Rural Health Information Hub Latest News

HHS Provides $398 Million to Small Rural Hospitals for COVID-19 Testing and Mitigation

HHS announced that, thanks to the American Rescue Plan, through the Health Resources and Services Administration (HRSA), it provided $398 million in funding through the Small Rural Hospital Improvement Program (SHIP) to 1,540 small rural hospitals for COVID-19 testing and mitigation. State Offices of Rural Health, which work with small rural hospitals to implement quality and operational improvement efforts, will receive the funding announced today to distribute to eligible small rural hospitals in their state. Hospitals will use the funds to maintain or increase COVID-19 testing, expand access to testing for rural residents, and tailor mitigation efforts to reflect the needs of local communities.

https://www.hhs.gov/about/news/2021/07/13/hhs-provides-398-million-to-small-rural-hospitals-for-covid-testing.html

Office of Management and Budget Announces 2020 Standards for Delineating Core Based Statistical Areas

On July 13, 2021, the Office of Management and Budget (OMB) announced the 2020 Standards for Delineating Core Based Statistical Areas. The standards will supersede the 2010 standards with modest revisions.

Core-based statistical area standards are intended for statistical purposes only to help ensure Federal agencies that classify statistics, such as unemployment numbers or GDP levels, by geographic area do so consistently across government. Every ten years, as part of a long-running process, OMB considers updates to the standards to ensure their continued usefulness and relevance for statistical agencies. Updates to the standards follow a long-running process: A technical advisory committee of experts provides recommendations, OMB solicits public notice and comment on proposed changes, OMB deliberates on the recommendations and public comments, and finally OMB publishes notification of its final decisions.

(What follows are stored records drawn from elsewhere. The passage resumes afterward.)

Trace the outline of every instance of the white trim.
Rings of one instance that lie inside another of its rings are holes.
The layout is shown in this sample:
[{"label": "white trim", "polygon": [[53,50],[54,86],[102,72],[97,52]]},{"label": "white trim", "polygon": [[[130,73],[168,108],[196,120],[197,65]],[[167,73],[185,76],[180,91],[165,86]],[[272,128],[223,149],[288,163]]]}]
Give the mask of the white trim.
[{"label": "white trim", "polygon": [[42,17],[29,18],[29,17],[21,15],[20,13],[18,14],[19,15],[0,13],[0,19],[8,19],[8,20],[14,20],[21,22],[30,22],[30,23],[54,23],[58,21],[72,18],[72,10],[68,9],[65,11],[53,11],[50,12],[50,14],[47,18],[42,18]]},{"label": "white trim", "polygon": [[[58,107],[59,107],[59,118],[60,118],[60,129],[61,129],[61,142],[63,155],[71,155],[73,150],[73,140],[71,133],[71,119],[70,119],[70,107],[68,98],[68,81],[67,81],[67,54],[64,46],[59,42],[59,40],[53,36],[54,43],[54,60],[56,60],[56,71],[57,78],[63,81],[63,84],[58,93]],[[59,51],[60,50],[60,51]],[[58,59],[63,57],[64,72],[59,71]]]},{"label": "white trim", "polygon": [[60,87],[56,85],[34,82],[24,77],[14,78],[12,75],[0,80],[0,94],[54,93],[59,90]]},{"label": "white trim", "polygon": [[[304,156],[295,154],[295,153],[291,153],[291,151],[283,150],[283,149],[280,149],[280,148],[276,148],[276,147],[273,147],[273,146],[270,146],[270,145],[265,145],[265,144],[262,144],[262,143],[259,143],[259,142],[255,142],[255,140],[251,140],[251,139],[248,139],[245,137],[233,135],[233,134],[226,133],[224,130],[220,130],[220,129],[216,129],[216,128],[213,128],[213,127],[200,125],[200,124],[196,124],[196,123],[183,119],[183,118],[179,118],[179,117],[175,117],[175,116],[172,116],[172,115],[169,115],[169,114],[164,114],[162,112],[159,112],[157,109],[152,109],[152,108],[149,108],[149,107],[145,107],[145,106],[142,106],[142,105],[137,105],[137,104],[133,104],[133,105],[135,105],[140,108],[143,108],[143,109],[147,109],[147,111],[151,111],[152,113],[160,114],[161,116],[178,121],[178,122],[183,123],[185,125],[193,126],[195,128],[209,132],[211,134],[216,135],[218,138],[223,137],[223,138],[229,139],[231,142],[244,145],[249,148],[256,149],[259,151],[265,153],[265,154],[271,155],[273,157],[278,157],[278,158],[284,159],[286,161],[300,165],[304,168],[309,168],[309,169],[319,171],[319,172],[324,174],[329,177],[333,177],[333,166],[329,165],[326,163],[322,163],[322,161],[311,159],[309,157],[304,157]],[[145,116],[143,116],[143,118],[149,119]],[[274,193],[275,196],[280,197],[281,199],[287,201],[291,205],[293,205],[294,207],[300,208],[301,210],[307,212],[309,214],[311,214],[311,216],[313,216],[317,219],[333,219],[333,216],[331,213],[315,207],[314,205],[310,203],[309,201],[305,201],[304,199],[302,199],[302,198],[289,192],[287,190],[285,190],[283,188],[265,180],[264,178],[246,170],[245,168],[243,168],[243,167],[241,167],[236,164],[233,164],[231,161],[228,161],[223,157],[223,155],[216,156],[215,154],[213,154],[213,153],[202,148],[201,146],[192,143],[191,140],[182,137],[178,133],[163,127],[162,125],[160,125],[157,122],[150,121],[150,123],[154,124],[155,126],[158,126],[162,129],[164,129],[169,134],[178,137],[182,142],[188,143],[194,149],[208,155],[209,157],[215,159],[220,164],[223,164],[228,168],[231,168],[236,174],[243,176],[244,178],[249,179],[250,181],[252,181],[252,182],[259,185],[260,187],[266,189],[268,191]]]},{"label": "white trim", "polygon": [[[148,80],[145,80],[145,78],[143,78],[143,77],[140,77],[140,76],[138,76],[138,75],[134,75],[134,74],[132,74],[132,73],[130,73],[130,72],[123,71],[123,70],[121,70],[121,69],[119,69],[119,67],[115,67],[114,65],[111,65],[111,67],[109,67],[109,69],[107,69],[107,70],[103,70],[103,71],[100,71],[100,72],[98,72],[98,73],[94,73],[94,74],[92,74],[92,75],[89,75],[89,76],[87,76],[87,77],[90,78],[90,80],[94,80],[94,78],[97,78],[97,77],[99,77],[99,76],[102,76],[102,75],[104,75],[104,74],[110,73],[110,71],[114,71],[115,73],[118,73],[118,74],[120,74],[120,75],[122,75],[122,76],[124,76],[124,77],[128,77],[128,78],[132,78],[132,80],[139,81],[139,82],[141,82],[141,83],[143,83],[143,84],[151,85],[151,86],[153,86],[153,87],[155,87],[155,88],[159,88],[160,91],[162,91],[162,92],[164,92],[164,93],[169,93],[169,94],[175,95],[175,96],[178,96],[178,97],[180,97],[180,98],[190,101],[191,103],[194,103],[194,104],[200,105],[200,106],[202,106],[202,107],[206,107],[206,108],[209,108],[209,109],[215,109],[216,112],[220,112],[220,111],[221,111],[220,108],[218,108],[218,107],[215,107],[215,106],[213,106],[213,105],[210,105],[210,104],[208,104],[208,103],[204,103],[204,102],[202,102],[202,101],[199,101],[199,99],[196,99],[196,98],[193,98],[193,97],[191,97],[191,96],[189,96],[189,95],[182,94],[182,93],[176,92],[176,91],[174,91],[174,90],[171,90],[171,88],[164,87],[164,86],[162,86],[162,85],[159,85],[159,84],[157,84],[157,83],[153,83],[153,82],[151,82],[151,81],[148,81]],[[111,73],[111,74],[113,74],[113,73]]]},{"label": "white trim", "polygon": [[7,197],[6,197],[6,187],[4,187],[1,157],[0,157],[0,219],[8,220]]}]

On January 19, 2021, OMB published a Federal Register Notice soliciting public comment on recommendations for the 2020 update from a technical advisory committee of interagency experts, known as Metropolitan and Micropolitan Statistical Area Standards Review Committee. Following a public comment period, the Committee submitted a revised recommendation to leave the current Metropolitan Statistical Areas (MSA) core population threshold in place.

Consistent with the Standards Review Committee’s revised recommendation, OMB’s 2020 Standards will maintain the MSA threshold of 50,000. Recognizing the committee’s concern that MSA thresholds have not kept pace with population growth, OMB will work with the Standards Review Committee to conduct research and stakeholder outreach to inform the 2030 standards update.

CMS Proposes Physician Payment Rule to Improve Health Equity, Patient Access

Rule Would Expand Access to Telehealth Services, Enhance Diabetes Prevention Programs

The Centers for Medicare & Medicaid Services (CMS) is proposing changes to address the widening gap in health equity highlighted by the COVID-19 Public Health Emergency (PHE) and to expand patient access to comprehensive care, especially in underserved populations. In CMS’s annual Physician Fee Schedule (PFS) proposed rule, the agency is recommending steps that continue the Biden-Harris Administration’s commitment to strengthen and build upon Medicare by promoting health equity; expanding access to services furnished via telehealth and other telecommunications technologies for behavioral health care; enhancing diabetes prevention programs; and further improving CMS’s quality programs to ensure quality care for Medicare beneficiaries and to create equal opportunities for physicians in both small and large clinical practices.

“Over the past year, the public health emergency has highlighted the disparities in the U.S. health care system, while at the same time demonstrating the positive impact of innovative policies to reduce these disparities,” said CMS Administrator Chiquita Brooks-LaSure. “CMS aims to take the lessons learned during this time and move forward toward a system where no patient is left out and everyone has access to comprehensive quality health services.”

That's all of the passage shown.